India court rules in favour of Greenpeace activist

NEW DELHI (APP) – A court on Thursday ordered the Indian government to remove the name of a Greenpeace activist from a list of suspicious persons, her lawyer said, after she was prevented from travelling to London.

Indian campaigner Priya Pillai was about to fly to London on January 11 to brief British MPs on her work when immigration officials stopped her and stamped “offload” on her passport.

She took legal action against the Indian government, and on Thursday the Delhi High Court ordered authorities to remove her name from an official list of people who must be checked at immigration and expunge the incident from her records.

“The court said that she had not done anything illegal,” Pillai s lawyer Indira Jaising told AFP.

“You can investigate (Greenpeace) accounts, but that does not take away the right to dissent.”

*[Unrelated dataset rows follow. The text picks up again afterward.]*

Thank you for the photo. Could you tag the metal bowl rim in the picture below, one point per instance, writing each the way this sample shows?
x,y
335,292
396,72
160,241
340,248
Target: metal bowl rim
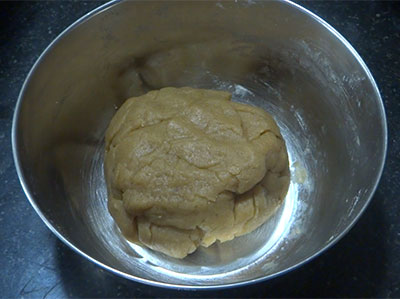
x,y
30,196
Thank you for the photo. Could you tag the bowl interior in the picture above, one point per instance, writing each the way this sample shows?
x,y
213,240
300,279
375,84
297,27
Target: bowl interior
x,y
270,54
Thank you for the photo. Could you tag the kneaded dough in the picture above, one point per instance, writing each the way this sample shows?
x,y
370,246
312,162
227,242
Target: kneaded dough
x,y
186,167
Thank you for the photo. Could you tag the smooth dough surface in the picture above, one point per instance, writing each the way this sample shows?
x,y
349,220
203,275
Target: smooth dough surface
x,y
186,167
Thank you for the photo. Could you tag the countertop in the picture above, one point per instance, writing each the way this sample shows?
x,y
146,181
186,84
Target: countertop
x,y
365,263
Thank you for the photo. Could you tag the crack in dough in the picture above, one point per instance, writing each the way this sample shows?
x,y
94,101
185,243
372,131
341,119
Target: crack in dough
x,y
188,167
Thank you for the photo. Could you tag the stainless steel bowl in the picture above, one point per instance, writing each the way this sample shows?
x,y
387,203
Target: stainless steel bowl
x,y
275,55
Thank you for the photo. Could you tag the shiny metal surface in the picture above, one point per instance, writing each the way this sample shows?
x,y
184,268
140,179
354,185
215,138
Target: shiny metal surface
x,y
275,55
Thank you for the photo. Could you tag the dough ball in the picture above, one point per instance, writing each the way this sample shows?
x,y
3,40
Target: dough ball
x,y
187,167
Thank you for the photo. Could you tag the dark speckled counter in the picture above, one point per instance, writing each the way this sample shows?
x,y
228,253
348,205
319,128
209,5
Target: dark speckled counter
x,y
365,263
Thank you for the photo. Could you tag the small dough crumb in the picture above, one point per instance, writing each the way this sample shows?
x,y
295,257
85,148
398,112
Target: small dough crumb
x,y
186,167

The Press Trust of India news agency said the judge declined to order an inquiry into the immigration officials who prevented her from travelling, or to grant her compensation.

India has clamped down on activist groups over the past two years, including restricting direct transfers of foreign donations, following campaigns that have delayed important industrial projects.

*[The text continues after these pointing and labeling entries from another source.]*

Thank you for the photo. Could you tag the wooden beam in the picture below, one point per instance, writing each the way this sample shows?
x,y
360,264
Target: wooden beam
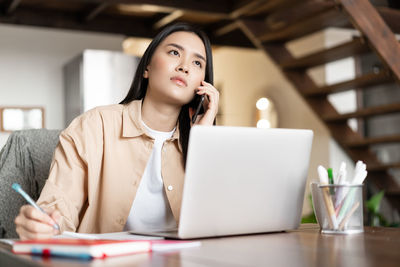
x,y
364,113
301,81
128,26
95,11
391,17
210,6
368,21
51,19
11,6
273,5
330,18
355,47
168,19
243,9
296,12
373,141
226,29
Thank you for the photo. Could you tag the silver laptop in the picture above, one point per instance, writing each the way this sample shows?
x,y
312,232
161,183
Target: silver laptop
x,y
242,180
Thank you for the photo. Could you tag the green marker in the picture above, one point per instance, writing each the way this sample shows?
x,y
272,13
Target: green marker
x,y
330,176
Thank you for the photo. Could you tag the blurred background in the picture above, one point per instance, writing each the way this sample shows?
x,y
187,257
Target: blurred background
x,y
281,63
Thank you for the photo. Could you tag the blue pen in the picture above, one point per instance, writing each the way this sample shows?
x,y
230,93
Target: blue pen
x,y
18,189
48,252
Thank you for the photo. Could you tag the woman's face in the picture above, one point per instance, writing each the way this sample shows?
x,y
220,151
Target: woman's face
x,y
176,68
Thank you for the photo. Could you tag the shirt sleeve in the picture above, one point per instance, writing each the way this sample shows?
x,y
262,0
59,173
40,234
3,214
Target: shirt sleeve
x,y
66,189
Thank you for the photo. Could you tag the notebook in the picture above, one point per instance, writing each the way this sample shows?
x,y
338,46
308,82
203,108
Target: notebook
x,y
87,249
84,249
242,180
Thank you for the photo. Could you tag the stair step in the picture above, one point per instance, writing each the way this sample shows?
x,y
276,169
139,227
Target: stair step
x,y
382,167
391,17
373,141
363,113
361,82
354,47
330,18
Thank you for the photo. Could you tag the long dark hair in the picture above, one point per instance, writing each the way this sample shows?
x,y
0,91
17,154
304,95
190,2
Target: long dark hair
x,y
139,85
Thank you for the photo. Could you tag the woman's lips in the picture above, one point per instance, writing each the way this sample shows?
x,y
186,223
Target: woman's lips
x,y
179,81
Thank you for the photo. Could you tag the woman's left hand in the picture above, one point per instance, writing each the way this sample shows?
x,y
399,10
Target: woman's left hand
x,y
210,103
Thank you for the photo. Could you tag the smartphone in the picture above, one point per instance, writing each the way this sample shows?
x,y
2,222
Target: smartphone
x,y
197,104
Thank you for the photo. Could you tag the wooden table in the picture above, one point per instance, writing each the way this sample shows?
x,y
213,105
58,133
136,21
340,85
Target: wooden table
x,y
303,247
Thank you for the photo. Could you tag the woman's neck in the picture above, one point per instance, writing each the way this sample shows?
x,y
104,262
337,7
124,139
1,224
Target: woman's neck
x,y
159,116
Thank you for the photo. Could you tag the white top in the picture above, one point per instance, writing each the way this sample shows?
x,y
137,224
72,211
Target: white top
x,y
150,209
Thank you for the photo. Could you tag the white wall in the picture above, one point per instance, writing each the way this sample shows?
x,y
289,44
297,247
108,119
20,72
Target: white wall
x,y
31,61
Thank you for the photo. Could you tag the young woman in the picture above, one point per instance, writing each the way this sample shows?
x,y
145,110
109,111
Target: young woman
x,y
121,167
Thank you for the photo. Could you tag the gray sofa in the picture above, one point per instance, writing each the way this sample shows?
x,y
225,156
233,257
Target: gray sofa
x,y
24,159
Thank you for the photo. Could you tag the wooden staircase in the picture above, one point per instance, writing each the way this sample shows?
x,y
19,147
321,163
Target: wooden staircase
x,y
286,20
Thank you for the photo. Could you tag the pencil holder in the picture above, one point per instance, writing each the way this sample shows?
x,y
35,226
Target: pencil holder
x,y
338,208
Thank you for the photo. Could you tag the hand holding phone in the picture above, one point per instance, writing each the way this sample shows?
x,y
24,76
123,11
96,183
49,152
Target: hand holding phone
x,y
198,108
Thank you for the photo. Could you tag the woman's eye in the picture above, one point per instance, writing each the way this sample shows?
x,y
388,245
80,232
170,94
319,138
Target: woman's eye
x,y
198,63
174,52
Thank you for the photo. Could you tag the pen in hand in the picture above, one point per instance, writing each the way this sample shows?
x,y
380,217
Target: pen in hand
x,y
19,190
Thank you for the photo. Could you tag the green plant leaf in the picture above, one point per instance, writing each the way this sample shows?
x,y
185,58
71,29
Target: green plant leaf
x,y
374,202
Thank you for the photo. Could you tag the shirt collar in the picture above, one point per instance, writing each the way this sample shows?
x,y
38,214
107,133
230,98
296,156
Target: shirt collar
x,y
131,122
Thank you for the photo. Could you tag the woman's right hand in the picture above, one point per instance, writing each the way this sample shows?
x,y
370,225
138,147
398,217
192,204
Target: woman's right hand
x,y
34,224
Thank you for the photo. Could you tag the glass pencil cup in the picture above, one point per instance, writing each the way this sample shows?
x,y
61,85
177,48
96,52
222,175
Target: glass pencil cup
x,y
338,208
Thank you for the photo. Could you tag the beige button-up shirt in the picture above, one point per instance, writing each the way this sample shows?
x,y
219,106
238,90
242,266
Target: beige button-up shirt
x,y
98,165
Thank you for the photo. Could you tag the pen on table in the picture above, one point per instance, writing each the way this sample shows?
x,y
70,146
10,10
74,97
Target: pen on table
x,y
19,190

Pillai s work centres on a Greenpeace campaign against a new open-cast coal mine in a forest in the central state of Madhya Pradesh.

The campaign group says the project will hit dozens of tribal communities as well as wildlife including elephants and leopards.

She tweeted that the ruling was a “victory for democracy & free speech” and a “symbolic win for Indian people & movements who dare to have a different dream for our country”.

Prime Minister Narendra Modi s right-wing government tightened controls over foreign fund transfers to Greenpeace India in June, following accusations that foreign-funded campaign groups were hurting India s economy.